То-то они все обрадовались, когда в среду, 4 июня, открылась дверь и вошел… кто бы вы думали? Ну, ясное дело кто! Прилизанный, чистенький, с железным крестом на геройской груди, глаза карие, ласковые, как у верного пса, рука — твердая, горячая, пожатие мужественное. Да это же он, наш Франц Биберкопф! Вот дела! Герберт и Ева чуть со стульев не попадали. Эмиль-то был в курсе дела и не без удовольствия поглядывал на Герберта и Еву: ишь как рты разинули! Ну и Франц, ну и пижон!

Герберт в восторге.

— Да ты теперь поди в шампанском купаешься?

А Ева ничего не понимает. Рука у него, что ли, новая выросла? Да вроде нет, правый рукав по-прежнему засунут в карман. Обняла Ева Франца, расцеловала.

— Ах, боже мой, Францекен, а мы-то все думали, как ты живешь. Волновались как, ты представить себе не можешь!

Франц обошел вокруг стола, всех расцеловал — Еву, Герберта и даже Эмиля.

— Ну, что мне сделается! — говорит. Потом подмигнул лукаво. — Ну, а как я вам нравлюсь в спортивном пиджаке? Я, брат, теперь герой войны.

А Ева ликует:

— Вот здорово! Смотри, какой молодец! Я так рада, так рада!

— И я тоже.

— Ну, а с кем ты теперь крутишь, Францекен?

— Кручу? Ах, вот ты про что! Тут все по-прежнему. Никого у меня нет.

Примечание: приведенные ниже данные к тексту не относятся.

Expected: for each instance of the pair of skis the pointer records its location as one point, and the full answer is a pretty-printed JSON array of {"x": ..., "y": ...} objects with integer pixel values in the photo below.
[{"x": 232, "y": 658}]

Рассказал он все по порядку и пообещал Герберту выплатить весь свой долг до последнего пфеннига в течение ближайших месяцев. Герберт и Ева рассмеялись. Герберт помахал перед носом Франца коричневой тысячемарковой кредиткой.

— Хочешь, Франц? Бери, не стесняйся.

— Возьми, Франц, — просит Ева.

— Ни за что. Свои имеем. Если тебе уж так хочется, можно разменять эту тысчонку внизу, в пивной; от этого не откажусь!

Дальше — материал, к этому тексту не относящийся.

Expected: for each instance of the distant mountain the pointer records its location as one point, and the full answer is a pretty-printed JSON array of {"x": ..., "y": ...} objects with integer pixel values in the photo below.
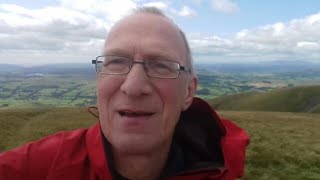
[
  {"x": 262, "y": 67},
  {"x": 50, "y": 69},
  {"x": 294, "y": 99}
]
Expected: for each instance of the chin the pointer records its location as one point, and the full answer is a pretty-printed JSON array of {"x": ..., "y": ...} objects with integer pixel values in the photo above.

НА СЦЕНЕ ПОЯВЛЯЕТСЯ ЖЕНЩИНА. ФРАНЦ БИБЕРКОПФ СНОВА В ПОЛНОЙ ФОРМЕ

Друзья благословили Франца на новую жизнь. Ева, которая все еще любит его, хочет пристроить ему одну девицу. Он отнекивается, говорит, что уже знает ее и что она ему не по вкусу.

— Да не знаешь ты ее. Герберт и то не знает! И откуда тебе знать эту девушку? Она совсем недавно в Берлине, а раньше жила в Бернау и приезжала сюда иногда по вечерам. Ну, я ее как-то встретила у Штеттинского вокзала и говорю: "Смотри, детка, погубишь себя, не езди ты в Берлин. Здесь ни одна не устоит". А она смеется. "Я же, говорит, только развлечься хочу…"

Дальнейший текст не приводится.